KETIKA ORGANISASI MULAI DI TINGGALKAN
Beberapa tahun
terakhir, kehidupan organisasi mahasiswa mulai mengalami perubahan. Ruang-ruang
rapat yang dahulu dipenuhi diskusi kini sering terlihat sepi. Banyak mahasiswa
lebih memilih pulang setelah kuliah, mengejar nilai akademik, atau menghabiskan
waktu di media sosial. Sebagian mahasiswa menganggap organisasi hanya membuang
waktu, penuh konflik, dan tidak memberikan manfaat yang nyata bagi masa depan.
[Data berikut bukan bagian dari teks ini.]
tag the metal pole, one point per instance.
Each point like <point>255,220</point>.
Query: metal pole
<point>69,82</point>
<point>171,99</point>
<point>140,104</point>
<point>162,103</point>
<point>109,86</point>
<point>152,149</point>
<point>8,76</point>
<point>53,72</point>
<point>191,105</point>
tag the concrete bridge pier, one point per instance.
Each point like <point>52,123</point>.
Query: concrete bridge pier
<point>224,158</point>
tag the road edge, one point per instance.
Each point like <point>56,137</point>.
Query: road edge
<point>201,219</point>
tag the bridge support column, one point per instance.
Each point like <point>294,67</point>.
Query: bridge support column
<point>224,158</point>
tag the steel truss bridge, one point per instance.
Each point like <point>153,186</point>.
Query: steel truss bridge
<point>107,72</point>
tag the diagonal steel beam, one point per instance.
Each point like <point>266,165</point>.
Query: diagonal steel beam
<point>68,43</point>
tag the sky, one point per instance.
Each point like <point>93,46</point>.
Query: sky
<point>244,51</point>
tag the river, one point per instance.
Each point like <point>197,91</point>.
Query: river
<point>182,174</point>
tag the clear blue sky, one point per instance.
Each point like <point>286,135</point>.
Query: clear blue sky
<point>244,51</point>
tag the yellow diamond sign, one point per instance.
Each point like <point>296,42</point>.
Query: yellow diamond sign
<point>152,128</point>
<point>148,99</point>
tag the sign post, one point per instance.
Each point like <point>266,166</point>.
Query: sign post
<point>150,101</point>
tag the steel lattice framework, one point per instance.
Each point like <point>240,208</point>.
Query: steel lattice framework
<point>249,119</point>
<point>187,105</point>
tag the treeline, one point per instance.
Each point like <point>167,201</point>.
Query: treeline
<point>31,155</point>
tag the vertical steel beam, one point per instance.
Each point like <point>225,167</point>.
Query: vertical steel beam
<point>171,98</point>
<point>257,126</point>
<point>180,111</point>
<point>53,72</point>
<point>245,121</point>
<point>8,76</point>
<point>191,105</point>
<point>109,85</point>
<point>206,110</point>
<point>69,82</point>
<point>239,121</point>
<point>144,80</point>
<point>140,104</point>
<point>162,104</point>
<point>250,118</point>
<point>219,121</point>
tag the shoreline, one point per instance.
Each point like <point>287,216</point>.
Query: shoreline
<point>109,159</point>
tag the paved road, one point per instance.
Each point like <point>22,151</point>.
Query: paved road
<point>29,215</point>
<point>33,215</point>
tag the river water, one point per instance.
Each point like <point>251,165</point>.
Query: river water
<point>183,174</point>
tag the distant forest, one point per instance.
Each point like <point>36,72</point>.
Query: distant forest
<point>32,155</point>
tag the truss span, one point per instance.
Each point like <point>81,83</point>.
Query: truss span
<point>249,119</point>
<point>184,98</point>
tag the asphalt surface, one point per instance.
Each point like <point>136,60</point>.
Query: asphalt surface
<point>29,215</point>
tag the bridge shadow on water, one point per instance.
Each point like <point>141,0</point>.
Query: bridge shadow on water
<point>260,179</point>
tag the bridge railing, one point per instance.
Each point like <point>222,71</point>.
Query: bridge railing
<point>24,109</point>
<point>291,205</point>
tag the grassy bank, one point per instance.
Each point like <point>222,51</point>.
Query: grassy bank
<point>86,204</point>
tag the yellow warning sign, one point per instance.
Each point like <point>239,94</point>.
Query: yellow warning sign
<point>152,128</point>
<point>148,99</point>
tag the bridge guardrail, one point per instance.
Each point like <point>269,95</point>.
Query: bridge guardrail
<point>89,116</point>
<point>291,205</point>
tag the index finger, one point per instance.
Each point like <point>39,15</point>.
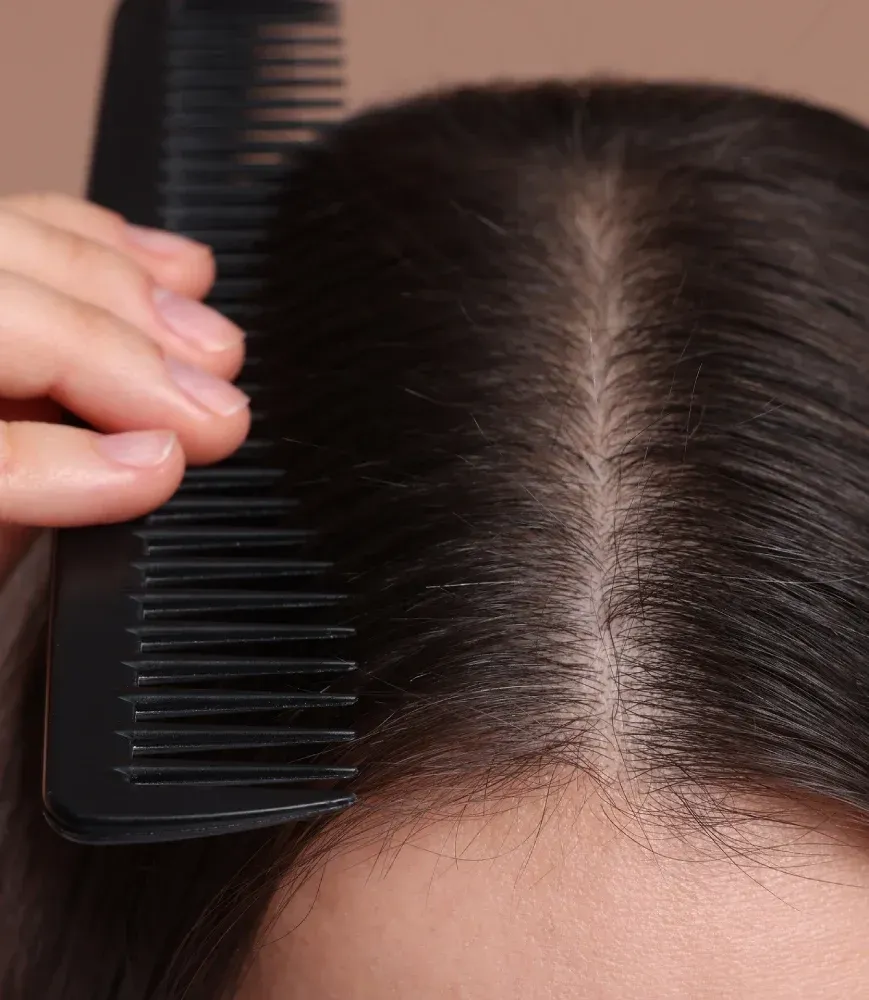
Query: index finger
<point>175,262</point>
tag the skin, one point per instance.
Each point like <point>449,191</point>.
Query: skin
<point>101,319</point>
<point>579,902</point>
<point>566,896</point>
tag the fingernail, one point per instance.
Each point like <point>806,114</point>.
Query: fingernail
<point>196,323</point>
<point>161,241</point>
<point>138,449</point>
<point>221,397</point>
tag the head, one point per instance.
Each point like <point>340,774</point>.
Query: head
<point>575,386</point>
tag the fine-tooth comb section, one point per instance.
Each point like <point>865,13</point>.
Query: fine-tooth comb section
<point>200,659</point>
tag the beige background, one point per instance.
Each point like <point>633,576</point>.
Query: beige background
<point>51,55</point>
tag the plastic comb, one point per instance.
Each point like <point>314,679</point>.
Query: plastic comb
<point>191,652</point>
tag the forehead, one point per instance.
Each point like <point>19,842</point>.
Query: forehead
<point>573,900</point>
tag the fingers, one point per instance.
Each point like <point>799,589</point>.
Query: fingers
<point>109,373</point>
<point>95,272</point>
<point>185,266</point>
<point>58,476</point>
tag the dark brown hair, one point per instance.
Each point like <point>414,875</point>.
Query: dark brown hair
<point>576,386</point>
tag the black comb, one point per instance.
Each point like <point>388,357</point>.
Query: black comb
<point>193,652</point>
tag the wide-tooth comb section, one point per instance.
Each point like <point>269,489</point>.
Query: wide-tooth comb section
<point>159,541</point>
<point>193,635</point>
<point>194,669</point>
<point>154,740</point>
<point>191,704</point>
<point>173,604</point>
<point>165,772</point>
<point>202,660</point>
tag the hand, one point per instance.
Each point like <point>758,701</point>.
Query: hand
<point>102,319</point>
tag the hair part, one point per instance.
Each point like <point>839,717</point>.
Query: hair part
<point>574,381</point>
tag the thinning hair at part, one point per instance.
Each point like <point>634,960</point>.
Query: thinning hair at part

Akibatnya, jumlah mahasiswa yang bersedia terlibat dalam kepengurusan maupun
kegiatan organisasi terus menurun.
Kondisi ini
membawa dampak yang semakin nyata terhadap keberlangsungan organisasi
mahasiswa. Banyak program kerja yang telah dirancang tidak berjalan secara
maksimal karena minimnya partisipasi anggota. Beban kepengurusan akhirnya hanya
bergantung pada beberapa orang yang masih memiliki kepedulian untuk
mempertahankan organisasi. Sementara sebagian mahasiswa lain lebih memilih
menjadi pengamat tanpa ikut mengambil peran. Semangat kebersamaan dan rasa
memiliki terhadap organisasi perlahan mulai berkurang, sehingga kegiatan
organisasi tidak lagi menjadi ruang yang ramai dengan ide, diskusi, dan
kreativitas mahasiswa.
Perubahan pola
pikir mahasiswa terhadap organisasi juga menjadi salah satu penyebab semakin
berkurangnya minat untuk terlibat dalam berlembaga. Sebagian mahasiswa
memandang bahwa pengalaman organisasi tidak memiliki hubungan langsung dengan
kebutuhan mereka saat ini, terutama ketika tuntutan akademik dan perkembangan
teknologi semakin meningkat. Mereka lebih memilih mengikuti kegiatan yang
dianggap memberikan hasil cepat dan praktis dibandingkan menghabiskan waktu
dalam organisasi yang membutuhkan proses, komitmen, dan tanggung jawab. Karena
itu, nilai-nilai seperti kepemimpinan, kerja sama, solidaritas, dan kepedulian
sosial yang biasanya dibangun melalui organisasi mulai semakin jarang dirasakan
oleh mahasiswa.
Jika kondisi ini
terus berlangsung, organisasi mahasiswa dapat kehilangan perannya sebagai wadah
pembelajaran dan pengembangan karakter. Regenerasi kepemimpinan menjadi semakin
sulit karena semakin sedikit mahasiswa yang bersedia mengambil tanggung jawab
untuk melanjutkan perjuangan organisasi. Organisasi yang seharusnya menjadi
tempat berkumpulnya gagasan, membangun solidaritas, dan melahirkan generasi
yang peduli terhadap lingkungan kampus maupun masyarakat perlahan dapat
kehilangan eksistensinya. Pada akhirnya, berkurangnya minat mahasiswa terhadap
organisasi bukan hanya menjadi persoalan internal lembaga, tetapi juga menjadi
tantangan bagi keberlanjutan gerakan mahasiswa di masa depan.